Dans une étude sur le climat et le développement récemment publiée en Allemagne on peut lire les affirmations suivantes : « La pauvreté touche beaucoup, trop de personnes, et elle touche les hommes et les femmes de façon différente et en nombre différent. La plupart des pauvres sont des femmes, comme la recherche l’a montré, et cela est lié au fait que dans la plupart des pays les femmes et les jeunes sont victimes de discrimination juridique et sociale.
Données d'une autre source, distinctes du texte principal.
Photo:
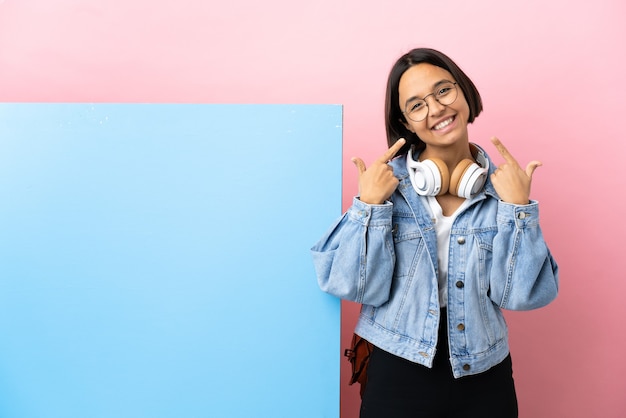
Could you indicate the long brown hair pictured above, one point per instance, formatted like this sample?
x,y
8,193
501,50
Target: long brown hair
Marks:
x,y
394,117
Les femmes ont moins accès à l’éducation et à la santé que les hommes et elles n’ont pas les mêmes opportunités économiques, que ce soit parce que leur capacité d’agir est soumise à des limitations légales, parce qu’elles ne peuvent pas se déplacer librement ou pour d’autres raisons.
Il existe de bonnes raisons de croire qu’un des résultats de cette discrimination sociale et politique des femmes est qu’elles sont touchées différemment par le changement climatique, circonstance qui aggrave la pauvreté et les risques auxquels elles sont exposées. » [1]
Une de ces raisons est que la plupart des personnes affectées par les pires catastrophes climatiques survenues ces dernières années sont des femmes pauvres. En Indonésie, par exemple, il y a eu beaucoup plus de femmes que d’hommes noyés au cours du tsunami, parce qu’elles ne savaient pas nager, parce qu’elles sont restées s’occuper de leurs enfants jusqu’à la dernière minute, parce qu’elles étaient enfermées, parce qu’elles l’ont appris trop tard, parce que leurs vêtements longs les ont empêchées de se déplacer rapidement, parce que leurs réserves nutritives insuffisantes ne leur ont pas permis de fournir l’effort nécessaire pour se sauver, et ainsi de suite.
Dans un article sur les femmes et le changement climatique, l’avocate australienne Kellie Tranter décrit quelques causes de mort comme celles que nous venons de mentionner et démontre que les femmes mortes au cours de catastrophes naturelles sont plus nombreuses que les hommes : 90 % des 140 000 victimes du cyclone qui s’est abattu sur le Bangladesh en 1991 étaient des femmes ; plus de femmes que d’hommes sont mortes pendant la vague de chaleur qui a frappé l’Europe en 2003 et, dans le tsunami de 2006, entre 3 et 4 femmes sont mortes pour chaque homme [2].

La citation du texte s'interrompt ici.